I'm working through MIT's OCW single-variable calculus course. The problem is taken from Problem set 7: Question 4B-5.1
Q: Find the volume of an equilateral triangle with side length a which is rotated around one of its sides.
I am actually doing the calculus side okay, I believe. My difficulty is with the trigonometry/geometry setting up the problem. Here is how I set up the integral:
$$ 2 \int_0^\frac{a}{2} \pi(\frac{\sqrt{3}}{a}x)^2dx $$
My integrand is apparently wrong.
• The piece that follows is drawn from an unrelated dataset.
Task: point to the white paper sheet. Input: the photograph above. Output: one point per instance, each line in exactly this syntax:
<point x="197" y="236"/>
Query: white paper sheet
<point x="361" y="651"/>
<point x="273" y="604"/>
I've calculated $y$ to be a function of $x$ such that $y = \frac{\sqrt{3}}{a}x$. The solution sets it up the integral exactly the same, except that $y = \sqrt{3}x$.
Here is how I derived the integrand:
Let the equilateral triangle sit with one side along the x-axis and its leftmost vertex at (0,0) and its rightmost vertex at (a, 0). The strategy will be to split the triangle in half, integrate the rotated solid around the x-axis, and multiply by two to get the whole triangle.
So the function to be integrated is a simple linear f(x) from 0 to $\frac{a}{2}$. Great. But what is $f(x)$? Here's where I go wrong.
I derived the slope of the line of f(x) by observing that the vertex at (0,0) is $\frac{\pi}{3}$ radians. Using sohcahtoa, I calculated the height of the triangle (i.e., $f(\frac{a}{2})$) as:$$\sin(\frac{\pi}{3})$$
To then derive the slope of f, I simply did rise-over-run, i.e. (plugging in for $\sin\frac{\pi}{3})$: $$\frac{\sqrt{3}}{2}\div\frac{a}{2} = \frac{\sqrt{3}}{a}$$
Which is the slope of the function f(x). I will leave it here, as I don't think the calculus is the problem. Clearly, I've done something wrong in the way I derived the slope of $f(x)$. What am I missing? What would have been the correct way to calculate $f(x)$ to arrive at $y = \sqrt{3}x$?
You were close, but height needs to be $a\sin\left(\frac \pi 3\right)$. Then slope is given by $\dfrac {\frac {a\sqrt 3}2}{\frac a2} = \sqrt 3$.